Q: What are the most common side effects of bladder-control medications?

A: Overactive bladder (also known as OAB) is a cause of urge incontinence and can be treated by one of several anticholiergic drugs:

  • Oxybutynin (Ditropan, Oxytrol)
  • Tolterodine (Detrol)
  • Darifenacin (Enablex)
  • Solifenacin (Vesicare)
  • Trospium (Sanctura)
  • Fesoterodine (Toviaz)

The most common side effect of this class of medication is dry mouth. To counteract this effect, patients are encouraged to chew gum or suck on a piece of hard candy to produce more saliva. Other less common side effects include constipation, heartburn, blurry vision, rapid heartbeat (tachycardia), urinary retention and cognitive side effects such as impaired memory and confusion.

Some of the above mediations are available in an extended-release form, meaning that they are taken once a day.
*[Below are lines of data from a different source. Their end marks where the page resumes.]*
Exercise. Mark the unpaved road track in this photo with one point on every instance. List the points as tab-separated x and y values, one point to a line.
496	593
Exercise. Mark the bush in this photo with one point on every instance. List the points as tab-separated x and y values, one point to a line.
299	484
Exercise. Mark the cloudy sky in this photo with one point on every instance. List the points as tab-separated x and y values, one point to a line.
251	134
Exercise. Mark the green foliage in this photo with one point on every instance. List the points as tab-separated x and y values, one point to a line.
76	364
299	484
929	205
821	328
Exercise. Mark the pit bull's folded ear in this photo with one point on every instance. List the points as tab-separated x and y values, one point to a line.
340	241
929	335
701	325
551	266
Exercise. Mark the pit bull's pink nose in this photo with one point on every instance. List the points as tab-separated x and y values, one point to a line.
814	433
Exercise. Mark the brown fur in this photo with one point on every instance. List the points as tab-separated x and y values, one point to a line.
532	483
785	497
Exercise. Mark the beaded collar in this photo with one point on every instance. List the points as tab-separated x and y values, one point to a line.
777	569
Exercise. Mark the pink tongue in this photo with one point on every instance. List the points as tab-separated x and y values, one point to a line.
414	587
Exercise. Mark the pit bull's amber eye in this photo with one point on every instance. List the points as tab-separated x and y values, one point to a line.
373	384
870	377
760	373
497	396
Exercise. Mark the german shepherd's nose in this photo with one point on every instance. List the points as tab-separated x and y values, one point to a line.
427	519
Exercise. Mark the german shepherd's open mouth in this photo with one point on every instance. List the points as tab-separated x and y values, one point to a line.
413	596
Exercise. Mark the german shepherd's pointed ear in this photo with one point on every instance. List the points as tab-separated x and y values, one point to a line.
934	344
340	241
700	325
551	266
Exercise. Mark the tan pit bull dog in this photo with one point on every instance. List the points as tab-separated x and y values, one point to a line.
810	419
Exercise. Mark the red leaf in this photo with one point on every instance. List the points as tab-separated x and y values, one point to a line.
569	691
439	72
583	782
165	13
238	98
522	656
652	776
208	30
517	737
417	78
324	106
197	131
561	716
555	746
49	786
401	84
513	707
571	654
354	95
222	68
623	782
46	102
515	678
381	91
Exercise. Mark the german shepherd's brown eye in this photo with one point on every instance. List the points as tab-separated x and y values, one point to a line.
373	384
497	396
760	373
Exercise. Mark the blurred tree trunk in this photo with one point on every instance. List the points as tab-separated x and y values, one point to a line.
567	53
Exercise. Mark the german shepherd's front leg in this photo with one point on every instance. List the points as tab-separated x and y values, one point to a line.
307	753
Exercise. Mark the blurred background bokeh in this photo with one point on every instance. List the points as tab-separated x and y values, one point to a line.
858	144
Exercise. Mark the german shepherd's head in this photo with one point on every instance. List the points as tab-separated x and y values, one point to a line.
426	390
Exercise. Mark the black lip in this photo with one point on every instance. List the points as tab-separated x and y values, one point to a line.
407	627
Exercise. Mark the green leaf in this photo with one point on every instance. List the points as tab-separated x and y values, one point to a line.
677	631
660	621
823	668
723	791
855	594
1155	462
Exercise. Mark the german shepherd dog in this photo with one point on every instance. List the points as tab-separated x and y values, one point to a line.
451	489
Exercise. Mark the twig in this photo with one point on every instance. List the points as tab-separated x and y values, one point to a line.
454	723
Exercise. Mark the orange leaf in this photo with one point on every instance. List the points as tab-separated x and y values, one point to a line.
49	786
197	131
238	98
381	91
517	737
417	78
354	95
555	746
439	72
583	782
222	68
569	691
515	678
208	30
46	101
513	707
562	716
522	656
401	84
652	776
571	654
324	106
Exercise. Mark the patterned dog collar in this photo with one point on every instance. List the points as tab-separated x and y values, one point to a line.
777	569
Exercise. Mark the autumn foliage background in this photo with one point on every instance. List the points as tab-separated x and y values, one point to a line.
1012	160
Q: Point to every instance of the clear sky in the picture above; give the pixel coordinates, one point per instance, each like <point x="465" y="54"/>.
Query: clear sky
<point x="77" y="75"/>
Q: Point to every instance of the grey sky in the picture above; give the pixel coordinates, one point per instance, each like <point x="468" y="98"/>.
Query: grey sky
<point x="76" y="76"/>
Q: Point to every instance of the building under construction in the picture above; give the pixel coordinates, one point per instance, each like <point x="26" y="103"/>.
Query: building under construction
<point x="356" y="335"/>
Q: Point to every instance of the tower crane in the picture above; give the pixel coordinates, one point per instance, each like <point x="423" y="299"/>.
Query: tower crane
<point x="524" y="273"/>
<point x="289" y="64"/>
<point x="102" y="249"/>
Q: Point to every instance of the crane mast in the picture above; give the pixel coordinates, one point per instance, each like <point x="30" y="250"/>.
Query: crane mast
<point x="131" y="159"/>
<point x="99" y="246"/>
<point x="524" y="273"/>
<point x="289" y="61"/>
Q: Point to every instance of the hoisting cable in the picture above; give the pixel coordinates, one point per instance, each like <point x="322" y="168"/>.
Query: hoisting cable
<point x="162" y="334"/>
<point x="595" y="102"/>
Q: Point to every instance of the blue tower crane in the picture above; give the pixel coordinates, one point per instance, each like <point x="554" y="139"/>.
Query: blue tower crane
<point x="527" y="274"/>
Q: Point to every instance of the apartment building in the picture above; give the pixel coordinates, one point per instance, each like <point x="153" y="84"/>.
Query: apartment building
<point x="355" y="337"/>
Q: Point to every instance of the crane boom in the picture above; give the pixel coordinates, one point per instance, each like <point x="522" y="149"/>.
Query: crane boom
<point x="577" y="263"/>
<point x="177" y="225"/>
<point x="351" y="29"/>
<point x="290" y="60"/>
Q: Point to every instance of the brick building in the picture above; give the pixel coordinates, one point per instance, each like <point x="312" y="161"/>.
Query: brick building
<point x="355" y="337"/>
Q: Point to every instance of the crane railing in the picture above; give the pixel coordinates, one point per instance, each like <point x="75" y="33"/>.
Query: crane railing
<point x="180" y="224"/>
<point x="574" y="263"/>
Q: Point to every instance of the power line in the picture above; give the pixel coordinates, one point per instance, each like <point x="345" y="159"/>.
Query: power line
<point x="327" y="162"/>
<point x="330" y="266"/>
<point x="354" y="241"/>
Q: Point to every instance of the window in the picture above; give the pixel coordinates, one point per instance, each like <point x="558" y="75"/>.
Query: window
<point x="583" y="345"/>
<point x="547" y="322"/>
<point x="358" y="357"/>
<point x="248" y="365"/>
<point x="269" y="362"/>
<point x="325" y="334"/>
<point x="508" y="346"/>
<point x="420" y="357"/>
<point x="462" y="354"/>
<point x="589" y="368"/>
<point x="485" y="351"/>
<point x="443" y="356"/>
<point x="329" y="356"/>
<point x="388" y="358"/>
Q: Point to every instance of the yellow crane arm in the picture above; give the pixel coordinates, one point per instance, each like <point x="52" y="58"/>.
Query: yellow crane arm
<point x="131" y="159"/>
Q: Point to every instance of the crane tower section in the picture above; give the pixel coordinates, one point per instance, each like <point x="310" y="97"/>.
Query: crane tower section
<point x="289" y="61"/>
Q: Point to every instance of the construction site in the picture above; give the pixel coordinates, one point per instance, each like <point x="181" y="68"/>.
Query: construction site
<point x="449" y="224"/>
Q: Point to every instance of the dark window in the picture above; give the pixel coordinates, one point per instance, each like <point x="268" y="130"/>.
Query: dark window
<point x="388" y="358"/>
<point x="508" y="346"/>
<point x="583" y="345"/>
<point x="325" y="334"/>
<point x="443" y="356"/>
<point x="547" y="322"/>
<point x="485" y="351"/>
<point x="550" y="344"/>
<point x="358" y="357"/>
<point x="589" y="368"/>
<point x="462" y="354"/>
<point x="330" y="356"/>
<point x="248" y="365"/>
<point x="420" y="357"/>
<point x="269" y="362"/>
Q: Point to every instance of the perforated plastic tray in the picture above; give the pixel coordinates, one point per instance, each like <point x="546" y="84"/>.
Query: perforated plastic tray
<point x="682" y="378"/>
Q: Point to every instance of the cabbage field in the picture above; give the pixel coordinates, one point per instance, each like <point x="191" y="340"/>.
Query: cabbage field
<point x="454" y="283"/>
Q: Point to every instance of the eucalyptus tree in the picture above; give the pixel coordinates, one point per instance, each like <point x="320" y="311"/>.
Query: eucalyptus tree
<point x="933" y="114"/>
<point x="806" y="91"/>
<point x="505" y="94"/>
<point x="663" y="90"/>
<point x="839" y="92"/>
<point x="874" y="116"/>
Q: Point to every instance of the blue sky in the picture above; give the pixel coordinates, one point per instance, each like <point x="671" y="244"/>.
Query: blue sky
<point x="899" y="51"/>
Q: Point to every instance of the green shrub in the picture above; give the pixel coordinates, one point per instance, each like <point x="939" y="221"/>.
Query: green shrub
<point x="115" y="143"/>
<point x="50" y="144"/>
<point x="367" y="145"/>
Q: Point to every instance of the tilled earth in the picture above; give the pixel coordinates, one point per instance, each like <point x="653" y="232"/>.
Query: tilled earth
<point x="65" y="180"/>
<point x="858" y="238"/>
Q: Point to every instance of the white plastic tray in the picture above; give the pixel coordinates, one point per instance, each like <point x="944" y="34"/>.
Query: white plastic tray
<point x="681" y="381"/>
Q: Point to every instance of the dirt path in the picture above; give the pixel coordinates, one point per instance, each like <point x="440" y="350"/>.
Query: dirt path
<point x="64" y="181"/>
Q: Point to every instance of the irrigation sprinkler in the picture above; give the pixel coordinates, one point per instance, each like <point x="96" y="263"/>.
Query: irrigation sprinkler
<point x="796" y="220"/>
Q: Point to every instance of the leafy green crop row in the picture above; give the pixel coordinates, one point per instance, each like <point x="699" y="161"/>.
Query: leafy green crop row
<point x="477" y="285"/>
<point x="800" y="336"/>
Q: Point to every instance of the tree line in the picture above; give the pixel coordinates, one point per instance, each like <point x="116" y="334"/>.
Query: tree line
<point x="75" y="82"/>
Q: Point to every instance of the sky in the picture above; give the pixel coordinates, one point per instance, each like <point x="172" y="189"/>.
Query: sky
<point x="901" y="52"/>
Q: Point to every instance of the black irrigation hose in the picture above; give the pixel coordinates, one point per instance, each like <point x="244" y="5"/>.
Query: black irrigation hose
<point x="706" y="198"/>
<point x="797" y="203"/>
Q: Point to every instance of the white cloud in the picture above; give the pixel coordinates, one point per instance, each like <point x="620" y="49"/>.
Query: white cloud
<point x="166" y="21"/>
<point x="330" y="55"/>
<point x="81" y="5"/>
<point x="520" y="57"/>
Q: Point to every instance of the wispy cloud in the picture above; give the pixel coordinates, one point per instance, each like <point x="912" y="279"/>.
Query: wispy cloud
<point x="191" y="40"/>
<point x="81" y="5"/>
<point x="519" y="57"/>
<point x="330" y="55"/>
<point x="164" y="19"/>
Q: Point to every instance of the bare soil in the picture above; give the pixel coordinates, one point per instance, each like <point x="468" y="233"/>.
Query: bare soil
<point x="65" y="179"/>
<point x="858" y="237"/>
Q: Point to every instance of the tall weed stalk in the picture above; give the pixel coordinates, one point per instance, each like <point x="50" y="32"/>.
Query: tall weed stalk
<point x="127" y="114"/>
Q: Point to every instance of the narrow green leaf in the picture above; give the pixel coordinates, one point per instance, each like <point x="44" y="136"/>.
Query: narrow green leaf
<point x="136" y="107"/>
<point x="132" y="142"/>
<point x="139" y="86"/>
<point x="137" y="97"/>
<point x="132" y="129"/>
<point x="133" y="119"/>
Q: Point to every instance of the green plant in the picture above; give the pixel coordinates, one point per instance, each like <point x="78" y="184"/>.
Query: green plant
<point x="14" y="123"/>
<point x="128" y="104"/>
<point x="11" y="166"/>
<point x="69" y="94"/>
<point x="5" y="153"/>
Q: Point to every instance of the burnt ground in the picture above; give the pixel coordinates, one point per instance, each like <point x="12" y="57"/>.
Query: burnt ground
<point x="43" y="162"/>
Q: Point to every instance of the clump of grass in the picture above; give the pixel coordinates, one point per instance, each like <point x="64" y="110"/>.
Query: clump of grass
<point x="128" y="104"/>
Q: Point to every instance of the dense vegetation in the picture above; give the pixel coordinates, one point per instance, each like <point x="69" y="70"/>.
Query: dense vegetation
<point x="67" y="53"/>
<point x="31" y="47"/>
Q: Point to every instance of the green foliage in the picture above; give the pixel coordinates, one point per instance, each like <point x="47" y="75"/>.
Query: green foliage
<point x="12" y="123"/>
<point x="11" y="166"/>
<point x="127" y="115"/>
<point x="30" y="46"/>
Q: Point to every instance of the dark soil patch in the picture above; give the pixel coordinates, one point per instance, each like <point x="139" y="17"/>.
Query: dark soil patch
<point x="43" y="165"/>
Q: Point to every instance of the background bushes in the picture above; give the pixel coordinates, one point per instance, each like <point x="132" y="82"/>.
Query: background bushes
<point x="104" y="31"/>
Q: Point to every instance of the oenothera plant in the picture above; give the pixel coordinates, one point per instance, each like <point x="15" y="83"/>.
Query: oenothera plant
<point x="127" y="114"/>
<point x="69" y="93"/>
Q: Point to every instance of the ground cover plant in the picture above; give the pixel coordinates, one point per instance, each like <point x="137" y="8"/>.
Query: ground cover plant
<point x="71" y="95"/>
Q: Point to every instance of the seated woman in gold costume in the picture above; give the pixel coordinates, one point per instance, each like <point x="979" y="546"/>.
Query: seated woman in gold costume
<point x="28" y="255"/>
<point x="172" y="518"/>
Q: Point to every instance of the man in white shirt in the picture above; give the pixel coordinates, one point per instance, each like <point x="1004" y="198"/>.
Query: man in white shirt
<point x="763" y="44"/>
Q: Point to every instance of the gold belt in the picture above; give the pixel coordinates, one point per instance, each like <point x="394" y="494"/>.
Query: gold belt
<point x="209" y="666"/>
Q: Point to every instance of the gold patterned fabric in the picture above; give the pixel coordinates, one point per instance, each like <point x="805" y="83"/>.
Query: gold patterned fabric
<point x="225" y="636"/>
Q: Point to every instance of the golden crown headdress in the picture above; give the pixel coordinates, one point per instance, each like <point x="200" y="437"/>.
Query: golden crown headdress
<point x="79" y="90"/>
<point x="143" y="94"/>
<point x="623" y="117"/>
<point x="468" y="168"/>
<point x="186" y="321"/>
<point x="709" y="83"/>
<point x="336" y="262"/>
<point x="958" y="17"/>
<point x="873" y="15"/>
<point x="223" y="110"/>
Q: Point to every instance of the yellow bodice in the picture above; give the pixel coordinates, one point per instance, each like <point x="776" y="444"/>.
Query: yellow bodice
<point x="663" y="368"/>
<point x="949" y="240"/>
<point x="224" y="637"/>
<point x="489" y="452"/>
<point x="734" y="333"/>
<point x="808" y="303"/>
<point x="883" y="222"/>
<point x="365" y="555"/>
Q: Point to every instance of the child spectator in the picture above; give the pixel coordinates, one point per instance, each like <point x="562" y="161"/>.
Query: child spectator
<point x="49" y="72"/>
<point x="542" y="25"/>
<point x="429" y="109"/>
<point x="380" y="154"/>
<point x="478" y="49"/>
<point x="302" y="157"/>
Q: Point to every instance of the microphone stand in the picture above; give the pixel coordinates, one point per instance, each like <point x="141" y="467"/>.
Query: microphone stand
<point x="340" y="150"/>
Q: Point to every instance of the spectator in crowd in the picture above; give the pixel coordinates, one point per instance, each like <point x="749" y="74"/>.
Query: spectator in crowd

These may have fewer side effects than the immediate-release versions, which are usually taken multiple times a day. Still, the immediate-release form may be helpful if a patient experiences incontinence only at certain times, such as at night, or wishes to decrease their risk of accidents and annoying symptoms at certain times, such as when traveling. Some of these may also be available in cream form or as a skin patch that delivers a continuous amount of medication. An added side effect for these options is skin irritation.